Lobster fever has driven many to upgrade their hardware, to the point that computers equipped with advanced chips, such as the Mac Mini, were temporarily out of stock in some cities. On shopping platforms, tens of thousands of OpenClaw textbooks have been sold in a month, and some tech-savvy individuals have made substantial profits by providing online assistance to help newbies install and train their AI agents.
However, as more and more people have picked up the tool, they have faced the harsh reality about the cost of “raising a lobster.” A tech-blogger, Yuan Guoxing, spelled out ordinary users’ frustration on Weibo:
你以为装上“龙虾”,等于请了24小时替你打工的员工?实际是你要花大量时间,去调整那个啥也做不了的龙虾。最关键的是,你得拼命打工,才能养得起它。这可能是2026年最讽刺的事。
很多人以为,养“龙虾”是零成本?太天真了。首先,你要给龙虾安个家:用自己电脑,卡到崩溃;买一台Mac Mini至少要4300元,还被抢断货。租个入门云服务器,每月50-200;这还只是房租。
真正的吞金兽,是虾粮——也就是token。AI不吃饭,只吃token。用便宜国产模型,每月30-80,勉强饿不死;想干点正经活,一天几十、上百;敢碰GPT等顶配模型,一天几百元,一个月可能上万。[…] 装“龙虾”,怕养不起;不装,怕掉队。普通人,该怎么办?
Do you think installing ‘Lobster’ is like hiring an employee who works for you 24/7? In reality, you’ll have to spend a ton of time training that useless lobster. Most importantly, you’ll have to work like a dog to raise it. The whole thing could be the biggest irony of 2026.
Many people think running ‘Lobster’ is free. This is too naive. First, you need to set up a home for the lobster: it crashes on an average machine like your PC; you need to spend at least CNY 4,300 (USD 675) on a Mac Mini, which is sold out everywhere. If hosting it on a cloud server, you need to spend CNY 50–200 (USD 7–29) per month — and that’s just the lobster’s housing rent.
The real money-eater is the lobster’s food — that is, tokens. AI doesn’t eat food — it eats tokens. Using a cheap domestic large language model costs CNY 30–80 (USD 4.3–11.6) a month, barely enough to keep it alive; if you want to do some real work, it costs tens or even hundreds of yuan a day; using top-tier models like ChatGPT costs hundreds of yuan a day — possibly tens of thousands a month. […] If you install a lobster, you worry you can’t afford raising it; if you don’t, you’re afraid of being left out [of the market]. What’s an ordinary person supposed to do?
A token is the smallest unit of data that an AI model processes or generates, and users must pay for it. Since March, token consumption by Chinese LLMs has surpassed that of U.S. models thanks to lobster fever. If a user chooses to run an AI agent on a cloud server, they must pay a monthly fee for the service. Raising lobsters means feeding the development of Chinese LLMs and AI platforms.
In addition to personal or even business secrets in chats and emails.Reportedly, some anxious newbies had to pay extra to remove the AI agent from their devices.

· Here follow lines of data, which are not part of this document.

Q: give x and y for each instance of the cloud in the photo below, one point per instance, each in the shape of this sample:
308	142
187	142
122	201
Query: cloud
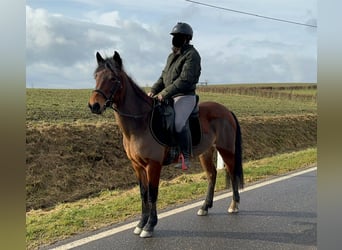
60	50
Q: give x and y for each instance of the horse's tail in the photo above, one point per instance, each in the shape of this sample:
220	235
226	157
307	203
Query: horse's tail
238	171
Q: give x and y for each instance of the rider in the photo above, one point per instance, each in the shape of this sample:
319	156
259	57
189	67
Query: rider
178	81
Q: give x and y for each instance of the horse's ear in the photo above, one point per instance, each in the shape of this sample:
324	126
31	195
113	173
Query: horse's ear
99	58
117	59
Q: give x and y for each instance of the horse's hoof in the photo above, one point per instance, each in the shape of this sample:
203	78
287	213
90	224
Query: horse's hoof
146	234
137	230
233	208
202	212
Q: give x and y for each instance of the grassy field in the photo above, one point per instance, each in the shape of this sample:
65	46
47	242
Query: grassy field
76	169
68	105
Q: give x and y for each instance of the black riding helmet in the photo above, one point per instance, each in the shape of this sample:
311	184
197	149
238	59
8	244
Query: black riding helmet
182	28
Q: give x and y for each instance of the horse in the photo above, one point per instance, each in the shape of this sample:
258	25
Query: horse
132	110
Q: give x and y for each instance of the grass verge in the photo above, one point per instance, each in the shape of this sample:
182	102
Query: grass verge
110	207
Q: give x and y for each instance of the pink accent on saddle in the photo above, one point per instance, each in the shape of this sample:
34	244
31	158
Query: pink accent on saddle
181	157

Even state-funded media outlets found the “lobster fever” overblown and intervened to cool it down, as the current marketing narrative has fuelled a widespread anxiety that ordinary people will be left out of the job market and the technology-driven economy unless they master AI agents. Chinese authorities also stepped in to warn users about potential security risks, including malicious skill plugins and prompt-injection attacks embedded in malicious websites, which can manipulate AI agents into performing unauthorized tasks. This has driven many users to switch to Chinese lobster versions and platform services.
While most media outlets see the “lobster fever” as further proof of China’s success in creating a profitable model for AI technology, whether such “tokenomics” can sustain and boost domestic consumption remains uncertain. For ordinary people, popular Weibo user Fan Deng’s advice seems more than appropriate:
养龙虾,不如先养好自己。
Instead of raising a lobster, take care of yourself first.